Nad brzegami Pacyfiku
Rapa Nui kusi nie tylko tajemniczymi posągami, ale także białym piaskiem plaż i egzotyką tropików. Amatorzy surfingu znajdą tu doskonałe, długie fale. Niebezpieczne prądy i skaliste wybrzeże wymagają jednak od surferów doświadczenia. Na wyspie działa też renomowana szkoła nurkowa Orka. Prowadzi ją Henry Garcia Baral, francuski nurek, który przez cztery lata pływał w ekipie kapitana Cousteau. Przy brzegu woda jest nieco mętna, ale wystarczy wypłynąć dalej, by odkrywać jaskinie, groty, podziwiać żółwie i homary. Można natknąć się także na przewrócony posąg moai. Nie jest to jednak oryginalna rzeźba, a jedynie imitacja. Zatopiono ją po nakręceniu słynnego filmu „Rapa Nui” (1994 r.) w reżyserii Kevina Reynoldsa. Mnie najbardziej urzekła bajkowa plaża Anakena rozciągająca się obok platformy z odrestaurowanymi posągami Ahu Nau Nau. To właśnie tutaj, według legendy, dopłynął król Hotu Matua z polinezyjskimi żeglarzami, których potomkowie zasiedlili wyspę. Jego oczom, podobnie jak moim, ukazała się sielankowa zatoka z piękną, szeroką plażą, szmaragdową wodą, białym piaskiem i otaczającym ją gajem palmowym. Nic dziwnego, że „Pępek Świata”, skrywający po dziś dzień wiele zagadek, fascynuje każdego, kto choć raz postawi tu stopę.

Tekst: Edyta Buchert

Dojazd: z Europy do Santiago de Chile latają m.in.: KLM, Lufthansa, Iberia oraz LAN. Podróż z Polski na Rapa Nui liniami LAN kosztuje ok. 5 tys. PLN; www.lan.com

Kiedy jechać: pogoda jest komfortowa przez cały rok.

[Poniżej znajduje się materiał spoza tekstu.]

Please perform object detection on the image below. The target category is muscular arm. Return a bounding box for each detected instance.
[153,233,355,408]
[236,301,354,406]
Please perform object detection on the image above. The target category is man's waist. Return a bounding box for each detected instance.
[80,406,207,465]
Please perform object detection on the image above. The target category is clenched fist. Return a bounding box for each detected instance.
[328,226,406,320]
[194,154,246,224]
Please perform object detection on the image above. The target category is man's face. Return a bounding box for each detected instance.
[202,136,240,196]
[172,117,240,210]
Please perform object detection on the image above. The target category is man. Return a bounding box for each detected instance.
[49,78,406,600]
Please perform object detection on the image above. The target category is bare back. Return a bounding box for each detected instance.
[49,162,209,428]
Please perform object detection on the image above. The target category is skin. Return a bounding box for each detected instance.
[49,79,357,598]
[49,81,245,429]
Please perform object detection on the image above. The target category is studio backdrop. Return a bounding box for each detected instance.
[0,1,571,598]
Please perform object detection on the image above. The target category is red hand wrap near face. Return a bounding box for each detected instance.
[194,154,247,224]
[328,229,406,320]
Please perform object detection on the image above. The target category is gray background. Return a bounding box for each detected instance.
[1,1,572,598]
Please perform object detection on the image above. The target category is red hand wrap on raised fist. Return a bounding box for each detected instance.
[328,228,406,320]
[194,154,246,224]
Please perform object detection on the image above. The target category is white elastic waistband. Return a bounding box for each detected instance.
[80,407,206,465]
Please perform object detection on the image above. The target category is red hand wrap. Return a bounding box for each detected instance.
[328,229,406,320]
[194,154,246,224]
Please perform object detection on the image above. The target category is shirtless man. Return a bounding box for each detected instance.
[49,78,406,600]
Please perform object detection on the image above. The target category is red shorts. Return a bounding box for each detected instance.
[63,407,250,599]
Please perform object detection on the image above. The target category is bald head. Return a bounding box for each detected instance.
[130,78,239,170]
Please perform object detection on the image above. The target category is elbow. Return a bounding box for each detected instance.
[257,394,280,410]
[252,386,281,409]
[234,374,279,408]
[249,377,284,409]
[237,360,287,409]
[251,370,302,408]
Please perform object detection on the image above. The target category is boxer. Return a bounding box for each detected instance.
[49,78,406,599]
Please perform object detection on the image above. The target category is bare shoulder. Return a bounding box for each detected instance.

Wiza: nie jest wymagana Waluta: peso chilijskie (CLP); 100 CLP = 0,60 PLN

Noclegi: znajdziemy jedynie w Hanga Roa. Hostele lub kwatery typu B&B od 30 do 70 USD za nocleg w pokoju dwuosobowym, dwójka w hotelach kosztuje od 75 do 200 USD, rozbicie namiotu na kempingu – ok. 10 USD

Warto wiedzieć: ceny są tu dwukrotnie wyższe niż w Polsce i w kontynentalnym Chile.

www.easterislandtourism.com

Tekst publikowany na łamach magazynu “Świat Podróże Kultura” w numerze kwiecień 2011 na str. 44-49.

.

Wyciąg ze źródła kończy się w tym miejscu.